Space Jazz With Me
« Está assente que o Carlos Barretto é dos contrabaixistas com c grande que dispensam mais adjectivos, por isso já poupámos umas linhas. A partir do trabalho prolixo que tem vindo a desenvolver em parceria com os nada menos estimáveis Mário Delgado e José Salgueiro, têm emergido alguns dos registos mais estimulantes do jazz recente em Portugal, e este agrupamento mais expandido e plural, In Loko, com Bernardo Sassetti, João Moreira e Hugo Meneses, pretende estender esse entusiasmo por mais instrumentistas e tantas outras vias expressivas.
De ambição sincrética no cruzamento de estilísticas, a genealogia do projecto aparece pela linhagem do jazz-rock, mais, diríamos, do que da fusion. Pelo menos, sendo esta entendida como lavra de virtuosismo tantas vezes estéril. Em certo sentido, há muito mais um entendimento musical do trabalho sobre o material e o puro som que está mais próximo da ambiência genésica de “Bitches Brew”. Particularmente assim é, et pour cause, no trompete de João Moreira (em certo sentido, o músico que ali se levou a si próprio mais a sério), num estilo subsumido, algo distanciado, e sim, a dar para o cool, que não deixa de evocar o timbre de Miles Davis. Contudo, num ensemble mais democrático, as equivalências cerceiam o mimetismo, e antes de mais, este In Loko impõe-se, bem mais musculado, como uma máquina danada de groove, desde logo alimentada pela secção rítmica firme de Salgueiro e a variação tímbrica das percussões de Menezes (com o feel das congas a não faltar). As síncopes e sentido de adesão rítmica (típicas das malhas sempre irrepreensíveis de Barretto) tomam as rédeas dos temas, apesar de no seu desenvolvimento a voracidade dar azo a reverberação rock (que só dispensavam a denúncia pelo kitsch das luzes epilépticas), emanações psicadélicas e investigação atmosférica. Curioso, aqui, o scherzo cósmico entre Sassetti no Fender Rhodes e Mário Delgado na guitarra tratada, numa palpável constelação de blips.

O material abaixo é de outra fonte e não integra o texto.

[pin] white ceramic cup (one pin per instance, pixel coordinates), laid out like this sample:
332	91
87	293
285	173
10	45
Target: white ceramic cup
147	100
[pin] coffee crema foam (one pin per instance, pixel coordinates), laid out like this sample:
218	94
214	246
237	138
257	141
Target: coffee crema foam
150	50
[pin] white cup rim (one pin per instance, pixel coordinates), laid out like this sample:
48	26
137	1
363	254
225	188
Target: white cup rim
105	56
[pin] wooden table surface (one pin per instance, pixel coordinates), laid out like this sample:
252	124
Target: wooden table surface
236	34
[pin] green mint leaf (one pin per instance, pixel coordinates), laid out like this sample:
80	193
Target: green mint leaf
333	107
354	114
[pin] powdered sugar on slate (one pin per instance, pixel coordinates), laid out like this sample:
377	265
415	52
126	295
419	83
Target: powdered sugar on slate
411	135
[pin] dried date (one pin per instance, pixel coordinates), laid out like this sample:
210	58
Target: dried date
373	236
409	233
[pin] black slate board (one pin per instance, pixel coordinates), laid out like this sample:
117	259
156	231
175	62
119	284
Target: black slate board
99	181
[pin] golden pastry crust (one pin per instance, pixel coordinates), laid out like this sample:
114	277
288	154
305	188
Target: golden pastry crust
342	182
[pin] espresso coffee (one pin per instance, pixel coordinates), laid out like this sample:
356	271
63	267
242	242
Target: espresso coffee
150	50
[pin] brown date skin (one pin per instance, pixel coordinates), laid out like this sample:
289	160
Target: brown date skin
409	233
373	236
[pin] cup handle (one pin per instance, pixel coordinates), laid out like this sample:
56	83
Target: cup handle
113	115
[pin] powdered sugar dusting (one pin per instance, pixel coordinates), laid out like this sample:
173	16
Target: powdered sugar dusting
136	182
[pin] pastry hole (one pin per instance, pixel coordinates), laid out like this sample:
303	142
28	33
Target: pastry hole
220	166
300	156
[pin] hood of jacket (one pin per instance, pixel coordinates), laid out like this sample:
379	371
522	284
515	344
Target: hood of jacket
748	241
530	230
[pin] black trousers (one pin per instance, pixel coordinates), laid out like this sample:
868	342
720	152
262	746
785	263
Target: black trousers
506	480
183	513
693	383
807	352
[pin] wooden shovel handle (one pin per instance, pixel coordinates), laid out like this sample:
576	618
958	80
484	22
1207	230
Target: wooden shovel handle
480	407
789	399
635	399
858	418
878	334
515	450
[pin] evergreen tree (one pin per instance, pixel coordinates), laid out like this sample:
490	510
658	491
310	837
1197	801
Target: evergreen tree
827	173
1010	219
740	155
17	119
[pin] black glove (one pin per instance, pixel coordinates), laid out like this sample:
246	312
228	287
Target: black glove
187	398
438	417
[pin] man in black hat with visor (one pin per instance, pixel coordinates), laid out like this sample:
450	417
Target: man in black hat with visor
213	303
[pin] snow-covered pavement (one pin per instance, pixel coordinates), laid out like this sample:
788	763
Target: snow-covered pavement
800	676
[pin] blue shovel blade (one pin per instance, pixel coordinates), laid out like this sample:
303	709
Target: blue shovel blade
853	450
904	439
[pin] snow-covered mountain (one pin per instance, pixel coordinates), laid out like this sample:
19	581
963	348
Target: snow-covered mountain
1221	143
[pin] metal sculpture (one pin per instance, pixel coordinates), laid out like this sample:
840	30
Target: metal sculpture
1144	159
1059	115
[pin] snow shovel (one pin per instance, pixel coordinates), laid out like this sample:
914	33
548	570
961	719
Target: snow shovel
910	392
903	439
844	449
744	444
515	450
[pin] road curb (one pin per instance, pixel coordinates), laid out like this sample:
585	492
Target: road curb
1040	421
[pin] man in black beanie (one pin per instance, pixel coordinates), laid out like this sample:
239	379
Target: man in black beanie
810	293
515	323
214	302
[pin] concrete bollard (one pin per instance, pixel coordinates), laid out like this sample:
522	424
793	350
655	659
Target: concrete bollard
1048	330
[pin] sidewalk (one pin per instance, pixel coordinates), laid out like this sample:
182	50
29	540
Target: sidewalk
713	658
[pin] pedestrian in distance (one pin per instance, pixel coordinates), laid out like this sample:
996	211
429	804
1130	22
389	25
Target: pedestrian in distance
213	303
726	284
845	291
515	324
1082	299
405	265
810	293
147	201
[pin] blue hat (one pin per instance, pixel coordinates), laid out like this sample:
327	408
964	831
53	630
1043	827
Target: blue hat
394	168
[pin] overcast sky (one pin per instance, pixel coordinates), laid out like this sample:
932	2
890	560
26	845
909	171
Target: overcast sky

Nesse domínio de exploração tímbrica, se não pudemos apreciar plenamente a arte de Sassetti, muito longe da sua contenção recente, foi indubitavelmente lúdico assistir ao prazer visivelmente juvenil com que abraçou a novidade de explorar o teclado futurista e lisérgico do Fender Rhodes, em jeito ora de frenesim harmónico, ora de impressionismo esotérico.
Também nessa sede exploratória, deparamo-nos com a incorporação de tratamentos electrónicos das vozes instrumentais, multiplicando fontes de reverberação e surpresa. A novidade resulta indecisa no juízo: por vezes, o tratamento, pelo menos ao vivo, pode arriscar interferir com a fruição do fraseado, como ocorreu ocasionalmente com a guitarra de Delgado (para nossa particular frustração). Quando é incorporado num desígnio estético peculiar, contudo, os resultados podem ser muito felizes, como quando Barretto (ainda que tendo que compensar a quase interrupção do andamento para ligar ruidosamente o pedal), ampliando em eco a vibração do instrumento, e combinando no uso do arco legatos e staccattos percutidos, transformou literalmente o contrabaixo numa máquina lírica de breakbeats.
Parece razoável, no entanto, antecipar um cuidar mais atento do organicismo da exploração, que não deixa aqui e ali de abraçar estranhamente certas convenções (solo de bateria incluso), e não ligar plenamente o fluir das transições, criando, a espaços, um certo clima de indecisão, que sendo prazeiroso no gozo com que os músicos manuseiam os instrumentos, nem sempre favorecerá a textura da interacção (daí porventura a necessidade ressentida de manter canónicos compassos de improvisação solista), e pode não ser propriamente o patamar de identificação estética com que se querem comprometer. No fim de contas, o cliché cumpre bem o que se oferece dizer: a coisa promete.»